It’s always early July when it comes. I suppose by then your stuff has grown enough to count for something. May’s grass is now high enough to cut for hay and corn is coming in about knee high and rhubarb, that beastly sour shit, is sprouting big wide poisonous green leaves. I never saw the point in eating something that’s leaves could kill you and was so bitter to the mouth you had to dilute it with sugar and strawberries so’s you’d not gag trying to swallow it.
July comes and nothing is ugly like February anymore. Those dark days, home, and going to school and the days off the farm are just a bad dream to be forgotten until that cold September starts to whip in from the north again. But by then the squash will be ready and pumpkins orange and round and resting on their dying vines and it will be a time to go hide away and eat the last of your fat red tomatoes barely hanging by the stem. We’ll pick them and eat them in the shed with the secret saltshaker and we will taste the last fruits of your July before the orange and blue pretty days of October betray the ugliness that’s waiting next and summer is gone again.

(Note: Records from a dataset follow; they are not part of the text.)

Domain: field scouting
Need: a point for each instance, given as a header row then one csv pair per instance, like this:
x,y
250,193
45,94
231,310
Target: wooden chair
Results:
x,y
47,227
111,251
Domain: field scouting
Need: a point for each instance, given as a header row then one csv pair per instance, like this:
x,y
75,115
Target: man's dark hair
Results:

It’s always early July when my mouth is dry for the cold water from your spring fed well, with the thick mossy flavor and the slight rusty taste of the pail. And the rope on the pail is wet, not frozen. Drunk on the water from deep inside the earth, I fall asleep to the sound of a whippoorwill and wake to the scream of cicadas. The best days are the days that start with sweat, when the air is eighty-five before the sun is high.
It’s always early July when I can smell your barn for a mile up the road. The grassy-sweet smell of cow shit and Queen Anne’s lace line the fields.

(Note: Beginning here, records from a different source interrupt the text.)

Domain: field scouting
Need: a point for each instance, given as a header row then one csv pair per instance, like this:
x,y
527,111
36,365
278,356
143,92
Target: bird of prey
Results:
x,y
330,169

It was early one July when I first saw the rubble and settled dust and splintered wood of your barn as it had fallen onto itself without the grace or dignity befitting such a place. A place where every child labor law written in the past hundred years was happily ignored with joyous noise and laughter and sweat and cuts that stung but didn’t hurt. And payment was large glasses of iced coffee with milk and sugar under your bean tree and a breeze off the Shawangunk ridge.
Some days in early July I close my eyes and dream of you and the words don’t come, they boil and stew and they cut at my gut, but they don’t come. I want to lie in your hot green weeds and clean your shitty barn one more time, so bad that some moments the tears come, but I don’t let them flow.
I can’t bring myself to drive down your road ever again. I’m pretty sure if I see what the bulldozers have done to you it will kill me and to be truthful, the only place I ever found worthy of dying was in one of your meadows in the full noonday sun.